La decepción por el fracaso de sus planes, pero quizá también
la debilidad causada por el hambre que pasaba, le impedían moverse.
Temía con cierto fundamento que dentro de unos momentos se desencadenase
sobre él una tormenta general, y esperaba. Ni siquiera se sobresaltó
con el ruido del violín que, por entre los temblorosos dedos de
la madre, se cayó de su regazo y produjo un sonido retumbante.
-Queridos padres -dijo la hermana y, como introducción, dio un
golpe sobre la mesa-, esto no puede seguir así. Si ustedes no se
dan cuenta, yo sí me doy. No quiero, ante esta bestia, pronunciar
el nombre de mi hermano, y por eso solamente digo: tenemos que intentar
quitárnoslo de encima. Hemos hecho todo lo humanamente posible por
cuidarlo y aceptarlo; creo que nadie puede hacernos el menor reproche.

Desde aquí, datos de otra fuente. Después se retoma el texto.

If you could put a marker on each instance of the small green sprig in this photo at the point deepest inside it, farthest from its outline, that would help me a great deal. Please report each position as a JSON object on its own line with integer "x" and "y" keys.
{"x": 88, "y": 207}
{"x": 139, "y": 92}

-Tienes razón una y mil veces -dijo el padre para sus adentros.
La madre, que aún no tenía aire suficiente, comenzó
a toser sordamente sobre la mano que tenía ante la boca, con una
expresión de enajenación en los ojos.
La hermana corrió hacia la madre y le sujetó la frente.
El padre parecía estar enfrascado en determinados pensamientos;
gracias a las palabras de la hermana, se había sentado más
derecho, jugueteaba con su gorra por entre los platos, que desde la cena
de los huéspedes seguían en la mesa, y miraba de vez en cuando
a Gregorio, que permanecía en silencio.
-Tenemos que intentar quitárnoslo de encima -dijo entonces la
hermana, dirigiéndose sólo al padre, porque la madre, con
su tos, no oía nada-. Los va a matar a los dos, ya lo veo venir.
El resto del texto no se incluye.